Beitrag von sweetkarin »

Hallo,

das tut mir sehr leid, dass deine Eltern nicht einfühlsamer sind. Vor allem bei den Eltern erwartet man sich ja, dass sie für einen da sind, zuhören, und Rücksicht nehmen.
Vielleicht hat deine Mutter aber einfach Angst sich mit dem Thema auseinanderzusetzen? Du bist immerhin ihr Kind, wer möchte schon, dass das eigene Kind krank ist? Vielleicht hofft sie einfach, dass es doch nicht so schlimm ist, oder vielleicht versteht sie es wirklich nicht.

Mein Vater z.B. versteht es auch nicht so richtig. Zwar versorgt er mich ständig mit Tees, aber dass ich nicht alles Essen kann vergisst er auch immer wieder. Und wenn ich eine halbe Stunde brauche bis ich endlich weiß was ich in einem Restaurant essen kann, flippt er auch aus (hatten wir im Urlaub, hat mich dann auch traurig und wütend gestimmt, weil ich ja nichts für meinen blöden Darm kann). Bei ihm ist es nicht bösartig, sondern er vergisst es einfach. (Und wenn er Hunger hat, kommt die Diva raus ;-) Bei mir aber eh auch.)

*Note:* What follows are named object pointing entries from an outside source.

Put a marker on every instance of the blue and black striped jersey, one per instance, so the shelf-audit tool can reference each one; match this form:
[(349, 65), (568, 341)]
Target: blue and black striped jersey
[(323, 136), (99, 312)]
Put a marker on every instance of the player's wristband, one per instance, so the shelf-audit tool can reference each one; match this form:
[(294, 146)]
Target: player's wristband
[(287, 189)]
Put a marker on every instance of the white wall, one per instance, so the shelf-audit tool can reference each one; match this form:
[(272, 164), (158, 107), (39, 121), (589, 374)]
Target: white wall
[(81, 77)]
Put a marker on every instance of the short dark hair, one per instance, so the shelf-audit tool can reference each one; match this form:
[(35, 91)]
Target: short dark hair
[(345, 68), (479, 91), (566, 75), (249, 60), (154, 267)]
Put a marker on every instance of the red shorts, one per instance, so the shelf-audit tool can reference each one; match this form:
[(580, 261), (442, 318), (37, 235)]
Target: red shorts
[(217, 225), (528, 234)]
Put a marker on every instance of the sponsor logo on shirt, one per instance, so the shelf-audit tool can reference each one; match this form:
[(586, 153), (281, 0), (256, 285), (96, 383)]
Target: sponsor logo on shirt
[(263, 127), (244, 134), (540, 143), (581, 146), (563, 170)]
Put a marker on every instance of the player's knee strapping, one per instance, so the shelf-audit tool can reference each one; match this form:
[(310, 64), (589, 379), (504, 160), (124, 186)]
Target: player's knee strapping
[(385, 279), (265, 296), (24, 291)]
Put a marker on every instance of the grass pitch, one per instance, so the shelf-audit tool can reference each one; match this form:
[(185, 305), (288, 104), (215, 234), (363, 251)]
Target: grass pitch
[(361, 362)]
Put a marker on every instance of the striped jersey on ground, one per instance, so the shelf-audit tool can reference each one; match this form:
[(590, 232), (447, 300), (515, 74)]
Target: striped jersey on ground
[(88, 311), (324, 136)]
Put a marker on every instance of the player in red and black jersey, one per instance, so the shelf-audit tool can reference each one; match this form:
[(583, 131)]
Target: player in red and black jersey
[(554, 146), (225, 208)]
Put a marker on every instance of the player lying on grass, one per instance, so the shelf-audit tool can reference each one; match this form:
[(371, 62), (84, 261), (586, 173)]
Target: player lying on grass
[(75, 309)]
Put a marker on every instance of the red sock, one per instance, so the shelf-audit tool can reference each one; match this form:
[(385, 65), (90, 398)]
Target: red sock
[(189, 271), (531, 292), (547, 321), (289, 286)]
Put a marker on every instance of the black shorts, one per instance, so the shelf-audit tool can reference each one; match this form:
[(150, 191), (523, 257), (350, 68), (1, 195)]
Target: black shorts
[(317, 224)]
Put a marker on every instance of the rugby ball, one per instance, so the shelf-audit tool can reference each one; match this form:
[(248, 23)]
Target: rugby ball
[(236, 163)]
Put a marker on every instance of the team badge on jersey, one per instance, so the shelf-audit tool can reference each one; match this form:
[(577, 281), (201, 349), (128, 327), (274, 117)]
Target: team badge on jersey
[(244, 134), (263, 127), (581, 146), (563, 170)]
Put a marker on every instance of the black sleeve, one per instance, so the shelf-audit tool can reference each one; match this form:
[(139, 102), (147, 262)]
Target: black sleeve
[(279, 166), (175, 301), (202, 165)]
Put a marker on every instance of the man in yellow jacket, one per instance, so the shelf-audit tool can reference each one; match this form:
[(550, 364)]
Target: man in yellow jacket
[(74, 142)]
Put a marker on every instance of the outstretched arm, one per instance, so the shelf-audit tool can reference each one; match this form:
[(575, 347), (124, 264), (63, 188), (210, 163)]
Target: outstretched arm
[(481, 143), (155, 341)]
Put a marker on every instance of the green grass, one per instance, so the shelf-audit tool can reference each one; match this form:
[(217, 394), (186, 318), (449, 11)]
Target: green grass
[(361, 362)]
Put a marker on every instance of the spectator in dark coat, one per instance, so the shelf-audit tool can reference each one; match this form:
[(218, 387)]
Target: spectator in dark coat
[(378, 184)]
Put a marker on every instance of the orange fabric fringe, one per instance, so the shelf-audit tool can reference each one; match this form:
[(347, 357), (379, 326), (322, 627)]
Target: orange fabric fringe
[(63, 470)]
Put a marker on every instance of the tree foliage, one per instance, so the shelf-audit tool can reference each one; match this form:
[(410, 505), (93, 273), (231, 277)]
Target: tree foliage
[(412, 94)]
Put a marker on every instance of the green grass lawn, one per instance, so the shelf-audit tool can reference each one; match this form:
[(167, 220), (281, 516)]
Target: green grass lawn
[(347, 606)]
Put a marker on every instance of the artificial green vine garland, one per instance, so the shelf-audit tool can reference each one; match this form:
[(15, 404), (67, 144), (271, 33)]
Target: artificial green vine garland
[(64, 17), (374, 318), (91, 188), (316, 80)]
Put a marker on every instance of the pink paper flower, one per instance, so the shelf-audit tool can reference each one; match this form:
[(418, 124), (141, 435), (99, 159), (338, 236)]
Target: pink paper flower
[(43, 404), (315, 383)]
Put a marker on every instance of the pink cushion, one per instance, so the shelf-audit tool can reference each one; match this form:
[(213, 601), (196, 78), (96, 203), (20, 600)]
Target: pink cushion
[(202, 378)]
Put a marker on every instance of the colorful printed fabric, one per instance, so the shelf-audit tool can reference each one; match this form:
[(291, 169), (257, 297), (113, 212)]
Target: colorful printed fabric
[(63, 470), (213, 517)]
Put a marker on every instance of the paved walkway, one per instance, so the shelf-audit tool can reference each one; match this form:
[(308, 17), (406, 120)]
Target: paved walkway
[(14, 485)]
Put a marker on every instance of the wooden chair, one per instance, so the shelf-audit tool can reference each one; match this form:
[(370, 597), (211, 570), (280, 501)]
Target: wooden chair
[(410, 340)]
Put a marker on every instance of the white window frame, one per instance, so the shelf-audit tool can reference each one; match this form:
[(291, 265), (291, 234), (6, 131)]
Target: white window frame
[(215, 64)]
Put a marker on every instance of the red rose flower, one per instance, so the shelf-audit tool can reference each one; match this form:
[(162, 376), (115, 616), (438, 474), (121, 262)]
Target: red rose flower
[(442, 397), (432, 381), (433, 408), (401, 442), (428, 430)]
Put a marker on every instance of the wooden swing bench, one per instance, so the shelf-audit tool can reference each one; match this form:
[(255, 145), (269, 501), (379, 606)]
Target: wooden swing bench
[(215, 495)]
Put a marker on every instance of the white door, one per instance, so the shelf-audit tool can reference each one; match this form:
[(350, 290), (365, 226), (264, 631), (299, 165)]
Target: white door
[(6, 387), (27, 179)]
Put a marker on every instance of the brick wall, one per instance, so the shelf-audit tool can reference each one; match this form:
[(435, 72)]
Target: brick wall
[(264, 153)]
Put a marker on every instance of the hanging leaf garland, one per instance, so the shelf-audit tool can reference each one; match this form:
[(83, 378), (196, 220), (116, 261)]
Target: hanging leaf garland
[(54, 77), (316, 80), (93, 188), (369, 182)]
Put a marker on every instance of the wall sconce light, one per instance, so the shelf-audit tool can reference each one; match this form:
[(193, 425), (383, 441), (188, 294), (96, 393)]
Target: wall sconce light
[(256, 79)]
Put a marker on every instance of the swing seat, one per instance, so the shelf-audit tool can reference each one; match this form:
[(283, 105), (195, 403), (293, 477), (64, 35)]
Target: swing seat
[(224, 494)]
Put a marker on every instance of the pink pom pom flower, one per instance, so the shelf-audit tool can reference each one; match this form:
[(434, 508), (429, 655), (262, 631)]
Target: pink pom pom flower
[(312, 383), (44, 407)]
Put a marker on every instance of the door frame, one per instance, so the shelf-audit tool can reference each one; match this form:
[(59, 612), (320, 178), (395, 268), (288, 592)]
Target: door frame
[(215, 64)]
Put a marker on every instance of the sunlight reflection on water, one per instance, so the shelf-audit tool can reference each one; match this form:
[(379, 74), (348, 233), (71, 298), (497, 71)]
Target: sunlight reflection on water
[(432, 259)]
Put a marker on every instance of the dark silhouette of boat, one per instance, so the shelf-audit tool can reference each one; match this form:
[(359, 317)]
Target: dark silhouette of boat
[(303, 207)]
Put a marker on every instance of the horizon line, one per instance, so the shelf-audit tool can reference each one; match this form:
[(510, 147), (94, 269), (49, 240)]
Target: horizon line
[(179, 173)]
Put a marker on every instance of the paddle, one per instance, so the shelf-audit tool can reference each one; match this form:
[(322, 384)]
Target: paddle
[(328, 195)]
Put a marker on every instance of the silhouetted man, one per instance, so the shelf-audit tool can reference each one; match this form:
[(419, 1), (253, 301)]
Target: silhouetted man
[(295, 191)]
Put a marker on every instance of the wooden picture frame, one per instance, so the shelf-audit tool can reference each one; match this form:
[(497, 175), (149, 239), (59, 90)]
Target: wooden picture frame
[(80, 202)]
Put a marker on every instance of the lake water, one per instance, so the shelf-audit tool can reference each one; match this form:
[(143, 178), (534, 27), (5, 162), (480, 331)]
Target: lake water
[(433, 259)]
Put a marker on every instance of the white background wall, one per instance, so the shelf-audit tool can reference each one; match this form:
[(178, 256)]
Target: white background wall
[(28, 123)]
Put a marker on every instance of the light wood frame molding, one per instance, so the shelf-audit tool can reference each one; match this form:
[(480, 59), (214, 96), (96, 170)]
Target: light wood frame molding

Vielleicht verstehen deine Eltern auch nicht, dass man unter Immunsuppressiva ein schnelleres Risiko hat zu erkranken. Ich sage meinen Eltern seit Corona ständig, dass sie zu Hause bleiben sollen, und nicht so oft einkaufen gehen sollen. Das Resultat? Ich bleibe zu Hause, nicht sie. Ich gehe höchstens 2x in der Woche raus. Ich kann es ihnen x-mal wieder sagen, die alten Leute verstehen einfach nicht, dass man aufpassen muss. Vielleicht ist das so ein Generationsding, dass sie nicht verstehen, dass es Leute gibt, die sich schneller anstecken können. Es ist ja doch eine nicht so häufige Krankheit (also in Relation zu anderen mein ich), man liest ja auch erst jetzt in letzter Zeit vermehrt was darüber. Vielleicht ist es für manche Menschen einfach schwierig das dann zu verstehen.

Liebe Grüße

neuHier
neu hier
Beiträge: 2
Registriert: Mi 23. Jun 2021, 12:14

Re: Eltern verstehen Krankheit nicht

Beitrag von neuHier »

Hallo, es ist für Eltern schwer, sich daran zu gewöhnen und zu verstehen, dass ihr Kind in diesen Punkten eingeschränkter als sie selbst ist. Es ist nicht deine Aufgabe, "Erklärbär" für alles zu sein, aber sie grundsätzlich immer wieder darauf hinzuweisen, kann nicht schaden. Mein Bruder hat Morbus Crohn. Meine Eltern haben sofort sehr schnell alles umgestellt (er ist aber auch ein Kind), Verwandte, die ihn seltener sehen, haben das aber auch überhaupt nicht auf dem Schirm. Das ist bei Kindern, die nicht mehr zu Hause wohnen, wahrscheinlich ähnlich.
Es ist leichter gesagt als getan, aber versuche es nicht als persönlichen Angriff zu verstehen. Es ist für sie weiter weg, weil sie nicht jeden Tag damit zu tun haben. Und nein, das ist keine Rechtfertigung für Ignoranz.